They key point about this experiment is that you specifically make use of the detector.

Just to clarify:

– The experiment only test whether the photon interact with the detector. It, obviously, cannot tell apart dud bomb that still have functional detector.

– It specifically directly attempt to trigger the mechanism it’s trying to detect. There are no roundabout method where you try to figure out whether it will work by examining the mechanism or anything.

To rephrase the experiment: can you obtain an information about whether an interaction is possible, only by attempting it, but without it being successful.

It’s interesting from a physics point of view, because it seems hard to do that. Generally speaking, observation requires interaction. Even if you just “look” at something, there are photons bouncing off that object, impacting a tiny amount of energy and momentum.

Of course, that’s not quite true. Even classically, we can obtain information without any interaction. For example, you can shoot balls at an unknown object in a dark room. There is a chance that you will hit the object causing an interaction; but there is also a chance that you don’t, and you can narrow down the location of the object, thus obtaining information about it, without any interactions.

However, doing that classically only give you information about the failure of the interaction. You obtain that fact that the interaction failed, derived from the failure of the interaction.
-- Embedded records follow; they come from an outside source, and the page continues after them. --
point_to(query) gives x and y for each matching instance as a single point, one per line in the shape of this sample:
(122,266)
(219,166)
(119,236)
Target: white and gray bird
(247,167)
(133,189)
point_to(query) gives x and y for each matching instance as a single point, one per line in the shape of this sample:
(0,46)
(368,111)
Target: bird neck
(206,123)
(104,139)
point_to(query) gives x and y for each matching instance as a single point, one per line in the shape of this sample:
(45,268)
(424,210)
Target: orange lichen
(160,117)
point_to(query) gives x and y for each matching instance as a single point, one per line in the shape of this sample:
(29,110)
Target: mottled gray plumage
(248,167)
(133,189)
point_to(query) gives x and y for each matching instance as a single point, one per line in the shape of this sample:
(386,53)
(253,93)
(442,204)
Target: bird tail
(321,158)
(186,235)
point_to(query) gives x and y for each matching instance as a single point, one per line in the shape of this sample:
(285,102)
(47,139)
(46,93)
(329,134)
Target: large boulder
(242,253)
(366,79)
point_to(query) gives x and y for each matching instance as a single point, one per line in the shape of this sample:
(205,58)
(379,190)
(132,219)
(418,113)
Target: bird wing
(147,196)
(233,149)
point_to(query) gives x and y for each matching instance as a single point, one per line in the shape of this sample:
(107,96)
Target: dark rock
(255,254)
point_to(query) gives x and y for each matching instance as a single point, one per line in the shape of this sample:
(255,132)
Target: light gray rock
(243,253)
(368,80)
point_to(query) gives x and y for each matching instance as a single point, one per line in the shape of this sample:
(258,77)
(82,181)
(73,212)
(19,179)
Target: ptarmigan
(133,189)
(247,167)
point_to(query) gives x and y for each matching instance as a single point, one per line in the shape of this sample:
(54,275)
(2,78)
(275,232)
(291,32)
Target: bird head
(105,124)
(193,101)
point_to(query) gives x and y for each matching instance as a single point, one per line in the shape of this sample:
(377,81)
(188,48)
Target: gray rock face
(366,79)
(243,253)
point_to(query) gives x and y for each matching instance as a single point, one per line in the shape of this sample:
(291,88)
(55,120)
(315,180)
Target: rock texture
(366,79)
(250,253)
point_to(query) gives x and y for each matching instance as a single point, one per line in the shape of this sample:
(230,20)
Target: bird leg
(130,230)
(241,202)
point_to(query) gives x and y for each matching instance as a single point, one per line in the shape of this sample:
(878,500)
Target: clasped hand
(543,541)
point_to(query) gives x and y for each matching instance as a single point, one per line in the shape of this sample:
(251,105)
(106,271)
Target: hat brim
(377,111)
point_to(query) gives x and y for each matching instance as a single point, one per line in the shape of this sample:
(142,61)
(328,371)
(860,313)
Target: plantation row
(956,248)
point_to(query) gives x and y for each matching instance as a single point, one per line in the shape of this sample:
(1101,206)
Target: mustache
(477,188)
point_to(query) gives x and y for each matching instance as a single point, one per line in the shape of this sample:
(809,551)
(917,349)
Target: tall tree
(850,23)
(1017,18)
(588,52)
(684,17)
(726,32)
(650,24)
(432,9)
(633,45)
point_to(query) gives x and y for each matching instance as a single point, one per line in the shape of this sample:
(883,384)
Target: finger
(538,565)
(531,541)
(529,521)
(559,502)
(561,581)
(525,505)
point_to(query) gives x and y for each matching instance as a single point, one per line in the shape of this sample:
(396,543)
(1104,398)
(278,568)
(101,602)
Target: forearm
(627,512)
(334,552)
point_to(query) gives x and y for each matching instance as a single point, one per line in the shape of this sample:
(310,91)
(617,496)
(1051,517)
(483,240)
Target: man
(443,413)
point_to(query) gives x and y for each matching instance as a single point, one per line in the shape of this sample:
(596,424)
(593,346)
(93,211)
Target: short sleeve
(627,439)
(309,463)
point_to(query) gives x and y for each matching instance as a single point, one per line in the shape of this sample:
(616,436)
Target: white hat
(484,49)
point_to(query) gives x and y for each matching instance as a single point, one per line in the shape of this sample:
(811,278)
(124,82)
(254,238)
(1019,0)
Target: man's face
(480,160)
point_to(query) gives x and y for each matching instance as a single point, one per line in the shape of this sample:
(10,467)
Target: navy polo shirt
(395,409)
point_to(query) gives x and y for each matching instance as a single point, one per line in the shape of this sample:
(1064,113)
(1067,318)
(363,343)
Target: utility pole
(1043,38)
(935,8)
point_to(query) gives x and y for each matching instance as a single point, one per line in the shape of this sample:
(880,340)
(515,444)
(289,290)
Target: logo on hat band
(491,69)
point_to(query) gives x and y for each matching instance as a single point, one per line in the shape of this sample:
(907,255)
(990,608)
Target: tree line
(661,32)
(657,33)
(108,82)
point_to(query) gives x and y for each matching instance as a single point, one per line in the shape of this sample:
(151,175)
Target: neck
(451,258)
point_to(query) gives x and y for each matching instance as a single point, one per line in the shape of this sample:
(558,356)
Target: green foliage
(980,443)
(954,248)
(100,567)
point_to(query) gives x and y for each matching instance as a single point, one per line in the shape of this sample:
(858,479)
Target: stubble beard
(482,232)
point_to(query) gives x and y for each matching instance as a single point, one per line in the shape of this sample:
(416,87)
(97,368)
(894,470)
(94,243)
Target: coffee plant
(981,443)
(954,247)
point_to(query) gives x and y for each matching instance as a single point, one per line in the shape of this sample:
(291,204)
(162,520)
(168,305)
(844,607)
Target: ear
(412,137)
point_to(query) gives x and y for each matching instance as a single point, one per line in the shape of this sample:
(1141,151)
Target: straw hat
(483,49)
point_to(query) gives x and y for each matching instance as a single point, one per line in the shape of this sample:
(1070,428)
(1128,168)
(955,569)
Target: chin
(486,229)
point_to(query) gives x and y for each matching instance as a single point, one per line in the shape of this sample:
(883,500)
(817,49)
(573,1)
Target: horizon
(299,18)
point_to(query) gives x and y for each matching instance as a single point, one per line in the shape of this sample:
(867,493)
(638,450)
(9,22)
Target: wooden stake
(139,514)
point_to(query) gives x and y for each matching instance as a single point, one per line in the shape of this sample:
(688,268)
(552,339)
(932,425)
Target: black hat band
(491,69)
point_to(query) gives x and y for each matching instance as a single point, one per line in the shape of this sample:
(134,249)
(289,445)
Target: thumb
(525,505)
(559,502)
But the situation with this bomb experiment is opposite. You’re attempting to *confirm* that the interaction *can* succeed, by attempting to cause an interaction, while hoping that it does not.

This require you to be able to somehow physically obtain information from a hypothetical, if you take the classical view that a photon take a random path, or that the photon split itself and take both paths. You would be attempting to find out what would happen after the photon were to hypothetically move onto a path that get it to interact with the detector, even though the photon actually move onto the safe path. This classical view would make no senses. That’s why you need quantum mechanics to explain this.

What’s the key different between classic and quantum that allows this to work? In classical world, probability are additive. If multiple possibilities can happen with certain probability, and certain event can happen for each possibility at certain probability, then you can compute the final probability of that event happen by just add up all the weighted probability. Probability are additive, so the final probability (that the event happen at all) is always bigger than the probability of the event happen and one of the possibility happen at the same time.

But in the quantum world, probability is not additive, it can actually subtract. You can reduce the chance that something happen by setting your interference correctly. This is what happened in the experiment, you set it up so that the possibility that the photon successfully pass through the bomb path actually cause the probability that it will arrive at a detector to go down to 0.